Researchers they study this problem applying the game theory, the science of strategy. If you’ve ever played poker, the logic is intuitive: it doesn’t make sense to bluff and never call, but neither does it make sense to bluff and always call. Both strategies would be predictable and very expensive. The right move, however, is to call and bluff every now and againand do it unpredictably.

In the context of cyberattacks, uncertainty about the identity of the attacker pushes adversaries in a similar direction. The United States they should not react at every opportunity (because this would make them appear weak) and not always respond (because the consequences would involve too many innocent people). The best strategy is to to react some timein a somewhat unpredictable way, even if you risk responding to the wrong enemy.

The same logic drives potential attackers. For these actors to know that the United States will not retaliate to every offensive – and that it may even punish the wrong country – create an incentive to take greater risks on the front of cyber attacks, which they would not be willing to take in the case of a missile offensive.

A difficult historical passage

Even though these risks have been present for decades now, 2023 will be a different year in two respects. First, of course, theinvasion of Ukraine on Russia’s side, a large-scale and protracted conflict on the Russia-NATO border, in which the US and Western Europe actively support one side (in what for Russia may increasingly look like a proxy war). The world hasn’t been this close to a major-power war in decades.
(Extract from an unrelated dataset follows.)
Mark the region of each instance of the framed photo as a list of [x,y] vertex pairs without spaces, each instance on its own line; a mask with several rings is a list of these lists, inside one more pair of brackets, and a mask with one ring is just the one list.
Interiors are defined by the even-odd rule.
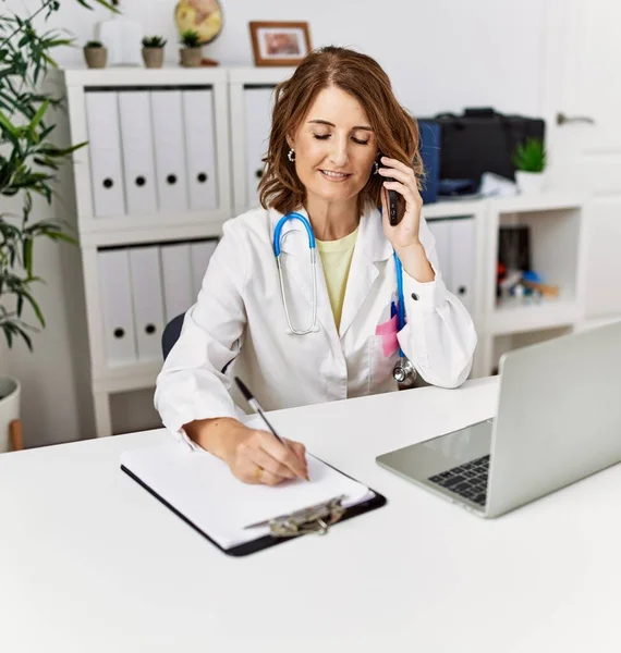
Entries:
[[297,65],[310,51],[308,23],[249,24],[255,65]]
To this are added the growing tensions between the United States and China. behind theinsistent rhetoric and growing nationalistic sentiment of China, American provocations and Chinese naval maneuvers hide a worrying aspect: for the first time ever, Chinese military investments indicate that the country is able to face the West in the South China Sea. Many experts predict a Chinese invasion of Taiwan in the next decade.

2023 will be a extremely delicate historical passage. What if the Iranian Revolutionary Guard or Kim Jong Un decide it is in their interest to launch an attack posing as China? What if extremist factions in the US or Chinese military decide to launch a provocative attack? Any misstep could lead to an escalationagainst adversaries equipped with nuclear weapons. And unlike previous decades, all sides have a new and dangerous tool – that of cyber warfare – which it further complicates the normal pursuit of peace.